Firstly, the experimental results clearly demonstrate that DFML can effectively enhance attack performance, showing improvements across all three-evaluation metrics. The Top K method significantly reduces the FID and KNN values, indicating that Top K indeed provides higher quality latent vectors. Secondly, the attack strategy that combines DFML and Top K optimization methods achieved the lowest FID value, dropping below 20, and performed well in terms of attack accuracy, improving by 4% compared to the original model. This result fully confirms the synergistic effect when using both optimization methods in combination. Lastly, the complete method we propose closely approaches the attack performance of the original model node provided by PLG_MI across all three-evaluation metrics. Despite being trained on an incomplete dataset, its performance is comparable to that of the original model trained on a complete dataset, further demonstrating the effectiveness and robustness of our optimization methods.

Conclusion

This paper proposes an enhanced model inversion attack method. First, we inserted a frequency-domain decoupling module into the cGAN and fused its output with label-embedded features to explicitly separate low-frequency and high-frequency components. This allows the generator to learn low-frequency and high-frequency cues for specific categories separately, preventing entanglement that degrades image fidelity. Second, we introduced the Top K category center latent initialization method, which firmly anchors the starting point of optimization within the semantic manifold, effectively suppressing the “runaway” phenomenon of trading high confidence for unrealistic samples. Finally, we proposed a dynamic focal boundary loss function to compensate for the insufficient exploration of hard examples during the optimization process. Extensive experiments demonstrate that this method achieves consistent performance improvements across various model architectures and application scenarios. Future work includes extending the approach to black-box attacks and model inversion attack defense.

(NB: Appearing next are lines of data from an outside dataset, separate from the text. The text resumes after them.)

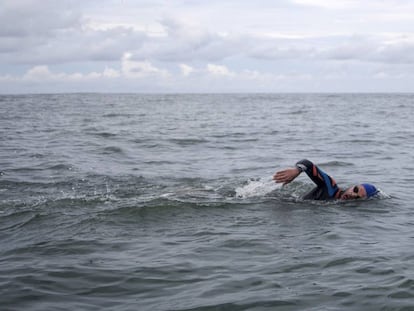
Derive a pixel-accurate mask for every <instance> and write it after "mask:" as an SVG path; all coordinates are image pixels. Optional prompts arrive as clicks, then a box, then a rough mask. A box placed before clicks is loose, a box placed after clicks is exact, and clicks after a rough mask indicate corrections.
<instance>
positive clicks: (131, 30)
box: [0, 0, 414, 92]
mask: <svg viewBox="0 0 414 311" xmlns="http://www.w3.org/2000/svg"><path fill="white" fill-rule="evenodd" d="M413 11H414V2H410V1H406V0H383V1H368V2H360V1H356V0H338V1H322V0H281V1H277V2H275V1H271V0H258V2H251V1H236V0H229V1H224V2H223V1H219V0H212V1H208V2H201V1H200V2H194V1H181V0H173V1H163V0H154V1H144V0H140V1H134V2H133V1H131V2H128V1H112V0H102V1H97V0H92V1H88V2H83V1H80V0H70V1H69V0H63V1H53V0H44V1H35V0H20V1H15V0H4V1H3V2H2V7H1V8H0V40H1V41H0V42H1V44H0V80H1V81H3V82H5V83H6V82H7V83H8V85H9V86H10V85H11V84H13V83H14V85H15V88H14V89H18V88H19V87H22V92H23V91H24V87H25V85H28V84H30V83H32V84H35V85H36V86H39V87H40V86H41V85H43V84H45V85H46V83H47V82H48V81H49V82H50V81H52V82H59V83H60V84H59V85H61V86H62V88H64V85H65V83H71V88H70V90H76V89H77V87H76V85H77V84H76V83H78V82H79V85H81V83H83V84H82V88H81V89H85V88H86V87H91V88H93V89H99V87H101V90H102V91H106V90H107V86H105V87H104V86H103V85H105V83H114V85H115V84H116V83H119V85H118V87H119V86H121V85H122V86H124V85H125V87H127V86H128V85H132V82H134V84H133V85H134V88H133V89H131V90H135V86H136V85H141V86H142V88H143V89H147V88H148V86H149V85H154V86H156V87H157V90H158V89H164V90H168V91H174V90H183V89H188V90H193V89H195V87H200V85H202V84H204V85H206V86H207V87H209V88H211V91H214V90H222V89H225V88H226V87H227V86H228V87H229V88H231V89H232V90H235V91H236V90H237V89H239V90H240V91H244V90H246V86H248V88H250V89H254V88H255V87H256V86H257V87H258V88H261V90H263V88H267V89H268V90H269V91H273V90H274V84H275V83H277V84H278V85H279V86H280V87H281V88H282V87H284V88H286V90H294V89H298V90H305V89H308V90H312V88H313V87H314V86H315V85H317V84H318V83H319V85H323V84H325V85H326V86H327V87H329V82H330V81H334V82H335V85H343V86H344V87H345V86H346V87H347V88H348V89H351V88H352V86H354V87H358V88H360V87H361V81H364V79H366V80H369V79H372V78H377V80H381V81H384V82H386V81H389V82H390V83H395V85H394V87H393V89H398V86H399V85H400V84H397V83H396V82H395V81H397V80H398V79H408V78H407V77H412V76H413V75H414V56H413V55H414V31H413V29H414V22H413V20H412V18H411V14H410V12H413ZM379 78H380V79H379ZM101 82H103V83H101ZM129 82H130V83H131V84H129ZM332 84H333V82H332ZM384 84H386V83H382V84H381V88H380V89H379V90H381V91H382V90H383V88H382V86H383V85H384ZM408 84H409V83H405V84H404V85H408ZM101 85H102V86H101ZM370 86H372V83H371V82H370ZM5 89H6V87H0V90H5ZM371 89H372V88H371ZM122 90H124V88H122Z"/></svg>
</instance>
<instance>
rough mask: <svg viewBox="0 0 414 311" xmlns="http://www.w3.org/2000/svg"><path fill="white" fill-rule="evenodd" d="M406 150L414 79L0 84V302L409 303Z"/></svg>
mask: <svg viewBox="0 0 414 311" xmlns="http://www.w3.org/2000/svg"><path fill="white" fill-rule="evenodd" d="M413 155H414V94H89V93H87V94H37V95H1V96H0V309H1V310H13V311H14V310H31V311H32V310H33V311H35V310H38V311H45V310H120V311H122V310H139V311H141V310H143V311H157V310H176V311H178V310H186V311H189V310H192V311H196V310H199V311H201V310H202V311H210V310H224V311H227V310H228V311H232V310H277V311H278V310H286V311H287V310H315V311H316V310H317V311H321V310H364V311H366V310H375V311H377V310H384V311H385V310H401V311H402V310H404V311H408V310H414V247H413V246H414V203H413V202H414V175H413V172H414V157H413ZM301 159H309V160H311V161H312V162H314V163H315V164H317V165H318V166H319V167H320V168H321V169H322V170H324V171H325V172H326V173H328V174H329V175H331V176H332V177H333V178H334V179H335V180H336V182H337V183H338V185H339V186H340V187H348V186H352V185H355V184H358V183H363V182H368V183H373V184H375V185H376V186H377V188H378V189H380V191H379V193H378V194H377V195H376V196H375V197H374V198H370V199H367V200H354V201H305V200H303V199H302V196H303V195H304V194H305V193H306V192H308V191H309V190H311V189H312V188H313V186H314V185H313V184H312V182H311V180H310V179H309V178H308V177H307V176H306V175H305V174H302V175H300V176H299V177H298V178H296V179H295V180H294V181H293V182H292V183H290V184H288V185H285V186H281V185H280V184H275V183H274V182H273V181H272V176H273V174H274V173H275V172H276V171H278V170H281V169H284V168H288V167H294V165H295V163H296V162H297V161H299V160H301Z"/></svg>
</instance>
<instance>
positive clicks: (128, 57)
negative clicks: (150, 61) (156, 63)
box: [122, 53, 170, 78]
mask: <svg viewBox="0 0 414 311" xmlns="http://www.w3.org/2000/svg"><path fill="white" fill-rule="evenodd" d="M131 58H132V54H131V53H125V54H124V56H123V57H122V74H123V75H124V76H125V77H127V78H145V77H148V76H159V77H162V78H167V77H168V76H169V75H170V74H169V73H168V71H167V70H164V69H159V68H157V67H155V66H153V65H152V64H151V62H149V61H147V60H144V61H134V60H132V59H131Z"/></svg>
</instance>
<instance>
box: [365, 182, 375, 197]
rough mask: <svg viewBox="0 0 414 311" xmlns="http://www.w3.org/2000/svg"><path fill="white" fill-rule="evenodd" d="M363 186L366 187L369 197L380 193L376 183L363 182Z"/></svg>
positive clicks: (368, 195)
mask: <svg viewBox="0 0 414 311" xmlns="http://www.w3.org/2000/svg"><path fill="white" fill-rule="evenodd" d="M361 186H362V187H364V189H365V192H366V194H367V198H369V197H372V196H374V195H376V194H377V193H378V190H377V188H376V187H375V186H374V185H371V184H361Z"/></svg>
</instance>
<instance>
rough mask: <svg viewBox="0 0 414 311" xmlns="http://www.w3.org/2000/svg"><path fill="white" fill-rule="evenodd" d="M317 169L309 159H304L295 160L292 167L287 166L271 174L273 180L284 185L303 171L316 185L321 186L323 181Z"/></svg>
mask: <svg viewBox="0 0 414 311" xmlns="http://www.w3.org/2000/svg"><path fill="white" fill-rule="evenodd" d="M318 171H319V170H318V167H317V166H316V165H314V164H313V163H312V162H311V161H309V160H306V159H304V160H301V161H299V162H297V163H296V165H295V167H294V168H287V169H284V170H281V171H278V172H276V174H275V175H273V180H274V181H275V182H276V183H283V185H286V184H288V183H290V182H292V181H293V180H294V179H295V178H296V177H298V176H299V175H300V173H302V172H305V173H306V174H307V175H308V176H309V178H310V179H312V181H313V182H314V183H315V184H316V185H318V186H322V185H324V184H325V182H324V180H323V179H322V177H321V176H320V174H319V172H318Z"/></svg>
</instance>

(1) Optimization algorithm improvement: Under the black-box model, attackers cannot rely on the gradient information of the target model for optimization. Therefore, the design of efficient optimization algorithms is crucial. In the future, we will explore heuristic optimization algorithms29,30, such as genetic algorithms. These algorithms can efficiently search for optimal solutions in complex optimization spaces without relying on gradient information, thereby achieving efficient attack optimization. (2) Query efficiency optimization: To cut query costs, we can first pinpoint the image regions that most black-box models rely on. Next, we train (or fine-tune) the generator to keep features in those regions close to the target model’s manifold31. During attack we restrict zero-order optimization32 to the latent vectors tied to these fixed spots, adjusting only them to produce high-fidelity reconstructions while keeping the number of black-box queries as low as possible.

Defense strategies: (1) The attack process can be incorporated into the training process of the recognition model, enabling the model to learn how to resist inversion attacks during the training phase and thus possess stronger attack resistance in practical applications. (2) Model inversion attack detection technology can be developed to monitor and identify suspicious attack behaviors in real time. When potential attacks are detected, corresponding defense measures can be taken to counteract them.